Equities outperformed bonds by more than double over the last 125 years but have dropped below the long-term average this century to date, according to the 2025 edition of the acclaimed Global Investment Returns Yearbook.
Compiled by UK academics – Elroy Dimson, Paul Marsh, Mike Staunton – the Yearbook, now produced under the UBS flag, says equity market returns have been “striking” since 1900.
From 1900 through to the end of 2023, US shares delivered nominal returns of 9.7 per cent “versus 4.6% on bonds, 3.4% on bills and inflation of 2.9% per year”, the report says.
In real (post-inflation) terms, US equities returned 6.6 per cent per year since 1900 compared to 1.6 per cent for bonds and 0.5 per cent for Treasuries.
UK markets produced similar, if slightly lower, long-term performance, the Yearbook shows.
But the 21st century has been relatively disappointing for share investors.
“Measured since the start of 2000, stock returns have been lower than over the 20th century, though global equity investors still enjoyed an annualized real return of 3.5% and an equity risk premium relative to bills of 4.3%,” the report says.
“Yet while many people consider the long term to be ten or 20 years, the Yearbook demonstrates that much longer periods than 20 years are needed to understand trends in risk and return from stocks and bonds, because markets are so volatile and variable over very long periods.”
The multi-asset and trans-jurisdiction market analysis also highlights the corrosive effect of inflation on investment returns that even share markets can’t quite shake off.
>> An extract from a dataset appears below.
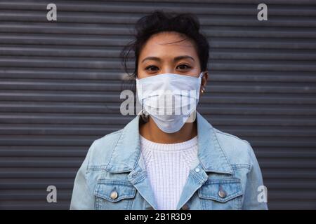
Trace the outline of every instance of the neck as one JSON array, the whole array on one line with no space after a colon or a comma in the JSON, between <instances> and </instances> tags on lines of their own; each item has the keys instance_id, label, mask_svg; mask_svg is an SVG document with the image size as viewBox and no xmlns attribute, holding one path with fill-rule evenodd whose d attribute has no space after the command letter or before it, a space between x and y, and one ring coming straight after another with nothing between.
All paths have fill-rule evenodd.
<instances>
[{"instance_id":1,"label":"neck","mask_svg":"<svg viewBox=\"0 0 316 224\"><path fill-rule=\"evenodd\" d=\"M140 122L139 133L144 138L157 143L174 144L183 142L197 136L197 120L195 120L193 122L185 122L181 129L176 132L166 133L162 131L152 118L149 116L147 122Z\"/></svg>"}]
</instances>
“It is often claimed that equities are a hedge against inflation,” the Yearbook executive summary notes. “However, while some corporate earnings may be somewhat linked to inflation… [the analysis] shows that equities tend to perform especially well in real terms when inflation ran at a low level, while high inflation impaired real equity performance.”
Commodities and gold have historically proven the best inflation-hedges, albeit with important trade-offs and caveats, according to the Yearbook.
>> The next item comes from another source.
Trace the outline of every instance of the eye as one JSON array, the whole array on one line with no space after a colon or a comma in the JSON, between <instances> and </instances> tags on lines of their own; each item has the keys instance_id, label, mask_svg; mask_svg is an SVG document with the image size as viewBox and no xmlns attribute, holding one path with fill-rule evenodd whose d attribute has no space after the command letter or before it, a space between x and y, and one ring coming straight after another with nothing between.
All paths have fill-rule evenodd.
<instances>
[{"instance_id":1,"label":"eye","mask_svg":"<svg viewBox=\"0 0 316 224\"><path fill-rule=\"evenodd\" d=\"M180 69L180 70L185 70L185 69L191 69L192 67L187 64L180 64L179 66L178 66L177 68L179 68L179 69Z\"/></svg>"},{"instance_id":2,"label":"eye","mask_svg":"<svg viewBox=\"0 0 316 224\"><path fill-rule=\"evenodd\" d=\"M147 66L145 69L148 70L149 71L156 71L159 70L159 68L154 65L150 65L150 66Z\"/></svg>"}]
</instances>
“The recent strong uptick in inflation has reminded investors about the impact of inflation.”
US inflation has averaged 2.9 per cent annually from 1900, implying one dollar at the start of the time series would carry the same purchasing weight as US$37 today.
The US reported the third-lowest long-term inflation rate out of the 35 countries in the study in a group headed by Switzerland (2.1 per cent).
While the study highlights the benefits of diversification both between and within asset classes, Dimson et al remind investors to remain wary of correlation assumptions.
“With US market concentration at its highest level for 92 years and the ten largest companies globally now accounting for around a quarter of global equity value, this year’s edition includes a deep dive on diversification,” the report says. “The challenge of rising correlations between markets, both developed and emerging, plus between equities and bonds, and of increased performance concentration among the largest companies, warrants careful consideration.”
The Yearbook, available in full to UBS clients, also highlights the dramatic transformation of the US and UK economies over the previous 125 years. For example, in 1900 rail stocks represented about two-thirds of the US bourse but barely register in 2025 in a more diversified market where tech firms amount to about a third of industry weightings.
Dimson, Marsh and Staunton have been producing the Yearbook since 2000 in an effort to translate the long-term performance of markets into practical lessons for current investors.